Since you are using a C-4 trans & i assume with a stock converter, i would highly recommend a 112 L/C if you choose the Clay Smith 264 grind. The idle will still be lumpy, but please stay away from the 110 L/C with that camshaft.
R. Bohm gave you some good info.
Just make sure the machine shop is aware of the type of rings you want to use. Plasa moly require a very slick cylinder wall prep. Where the cast rings will seat on any surface.
Since i recurve distributors that is the second most important choice after the camshaft selection. The distributor can make or break an engines performance & economy.
 
of course application is the 1st Q. I ask this esp. due to ur statement abt suspension. Stock is OK 4 DD so I wondered (but this Q applies to every other aspect of yer build as well). Some 'stang DD's R pretty 'sporty'. I'd just advance the total timing to 30* for a DD. The '68 is 'on the other side' of the SCV/LOM system so that's good for upgrades (a DS II ign system, peppier carb…) See "the Performance Handbook" @ vintageinlines.com AND Classic Inlines archive on any Index page of this site. Those R really the two First Stop items for getting you up to speed. 1 free (read while waiting 4 delivery of the Handbook) the other abt 15 or 20 $. And the Schjeldahl Bro.'s handbook gives a staged process for a restomod (members of this site).

"...And GO?…"
not sure the intent here. Perhaps a direct mount (mill the head for bolt-on) 2V autolite/motorcraft or 32/36 weber (38/38? etc as above) & better cam. Just like the frnt breaks, I'd modernize the cam for any build.

Next would B the money/investment Q. Just a ballprk figure or even a non- monetary statement (esp. 4 frnt end or suspension Q you've asked, it can go 'big bucks' just like other units on the system).
No matter - I would do the frnt discs as the ol rigs weren't in modern traffic…
(cheep & reliably done w/prts house system).
Will U upgrade the C4 (good choice BTW)???

Good luck, my 19 yr. old daughter wears army boots'n gets her hands dirty so U 2 enjoy!
Keep talkin, after answ the Qs we can get into details ~
 
Some great information y'all, THANKS!! With today's fuels what are my best options on parts that will work well with the ethanol? Again thanks!!
 
caveblazin":12clxi8z said:
Some great information y'all, THANKS!! With today's fuels what are my best options on parts that will work well with the ethanol?

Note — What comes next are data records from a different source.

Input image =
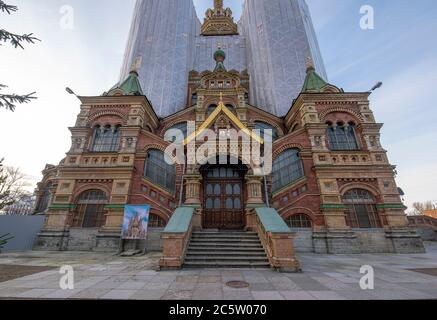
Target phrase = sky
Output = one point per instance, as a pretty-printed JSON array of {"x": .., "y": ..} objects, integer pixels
[{"x": 86, "y": 54}]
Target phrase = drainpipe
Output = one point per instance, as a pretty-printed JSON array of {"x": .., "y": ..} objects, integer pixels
[
  {"x": 182, "y": 181},
  {"x": 266, "y": 192}
]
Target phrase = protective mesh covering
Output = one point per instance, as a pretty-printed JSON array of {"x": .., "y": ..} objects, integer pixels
[{"x": 276, "y": 37}]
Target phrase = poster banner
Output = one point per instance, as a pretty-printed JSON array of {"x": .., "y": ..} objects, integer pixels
[{"x": 136, "y": 218}]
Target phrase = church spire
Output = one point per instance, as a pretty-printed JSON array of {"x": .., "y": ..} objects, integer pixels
[
  {"x": 218, "y": 4},
  {"x": 219, "y": 21}
]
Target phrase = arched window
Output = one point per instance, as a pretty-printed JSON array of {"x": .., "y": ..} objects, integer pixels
[
  {"x": 194, "y": 99},
  {"x": 156, "y": 221},
  {"x": 299, "y": 221},
  {"x": 44, "y": 199},
  {"x": 158, "y": 171},
  {"x": 231, "y": 108},
  {"x": 90, "y": 209},
  {"x": 180, "y": 126},
  {"x": 287, "y": 168},
  {"x": 265, "y": 128},
  {"x": 211, "y": 109},
  {"x": 342, "y": 136},
  {"x": 361, "y": 209},
  {"x": 106, "y": 139}
]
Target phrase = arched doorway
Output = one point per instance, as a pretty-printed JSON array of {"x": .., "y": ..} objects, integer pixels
[{"x": 223, "y": 196}]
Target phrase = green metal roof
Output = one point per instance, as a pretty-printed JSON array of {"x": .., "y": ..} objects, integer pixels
[
  {"x": 313, "y": 82},
  {"x": 180, "y": 220},
  {"x": 271, "y": 220},
  {"x": 130, "y": 87}
]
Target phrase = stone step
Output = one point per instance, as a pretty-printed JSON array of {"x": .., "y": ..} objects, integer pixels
[
  {"x": 226, "y": 248},
  {"x": 223, "y": 236},
  {"x": 226, "y": 258},
  {"x": 225, "y": 244},
  {"x": 231, "y": 233},
  {"x": 226, "y": 253},
  {"x": 225, "y": 240},
  {"x": 227, "y": 264}
]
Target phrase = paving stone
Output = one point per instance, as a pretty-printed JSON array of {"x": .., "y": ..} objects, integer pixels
[
  {"x": 134, "y": 285},
  {"x": 208, "y": 294},
  {"x": 62, "y": 294},
  {"x": 210, "y": 279},
  {"x": 187, "y": 279},
  {"x": 296, "y": 295},
  {"x": 11, "y": 292},
  {"x": 325, "y": 277},
  {"x": 177, "y": 295},
  {"x": 326, "y": 295},
  {"x": 35, "y": 293},
  {"x": 156, "y": 285},
  {"x": 151, "y": 294},
  {"x": 267, "y": 295},
  {"x": 91, "y": 293},
  {"x": 118, "y": 294},
  {"x": 262, "y": 287},
  {"x": 309, "y": 284}
]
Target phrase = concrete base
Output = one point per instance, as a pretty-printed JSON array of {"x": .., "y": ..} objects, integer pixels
[
  {"x": 82, "y": 239},
  {"x": 336, "y": 242},
  {"x": 358, "y": 241},
  {"x": 51, "y": 240},
  {"x": 405, "y": 241},
  {"x": 107, "y": 241}
]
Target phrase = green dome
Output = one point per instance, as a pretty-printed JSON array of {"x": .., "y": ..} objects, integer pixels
[{"x": 219, "y": 54}]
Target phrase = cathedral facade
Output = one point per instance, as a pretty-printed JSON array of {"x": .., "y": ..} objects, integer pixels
[{"x": 330, "y": 184}]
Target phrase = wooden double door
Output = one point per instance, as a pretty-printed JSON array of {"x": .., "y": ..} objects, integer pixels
[{"x": 223, "y": 198}]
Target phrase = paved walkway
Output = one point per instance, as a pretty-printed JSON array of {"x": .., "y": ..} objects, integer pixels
[{"x": 103, "y": 276}]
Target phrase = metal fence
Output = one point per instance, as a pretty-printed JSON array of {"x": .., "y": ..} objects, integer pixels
[
  {"x": 24, "y": 229},
  {"x": 18, "y": 210}
]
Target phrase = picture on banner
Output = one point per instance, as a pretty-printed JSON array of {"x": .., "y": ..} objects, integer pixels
[{"x": 135, "y": 222}]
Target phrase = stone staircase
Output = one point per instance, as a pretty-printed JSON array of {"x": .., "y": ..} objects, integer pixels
[{"x": 225, "y": 249}]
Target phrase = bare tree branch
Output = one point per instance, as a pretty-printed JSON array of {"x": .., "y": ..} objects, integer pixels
[
  {"x": 9, "y": 101},
  {"x": 16, "y": 39},
  {"x": 7, "y": 8},
  {"x": 13, "y": 184}
]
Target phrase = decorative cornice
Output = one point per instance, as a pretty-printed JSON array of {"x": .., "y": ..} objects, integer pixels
[
  {"x": 391, "y": 206},
  {"x": 62, "y": 206}
]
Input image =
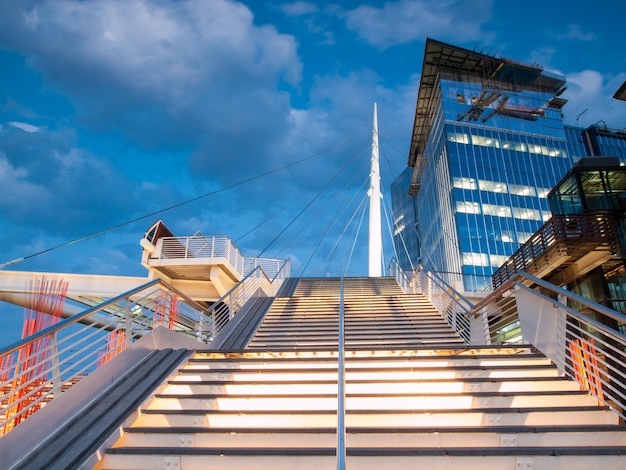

Again thanks!!

with E10/15 fuel, about all you need to do is eliminate the plastic from the fuel system and run ethanol safe fuel line. you should also install a carb fuel needle designed for alcohol. the nice thing is you can run a little extra timing, about 2-3 degrees initial.

for E85 or straight alcohol, things get a little more complex. in addition to the above items, you want to bump the compression ratio up, enrich the jetting, in fact you want a carb designed to run alcohol.

in either case you want to run a quality fuel filter, perhaps even two of them, and change them regularly as alcohol works as a fuel system cleaner. it will clean out any rust and other debris in the tank and lines.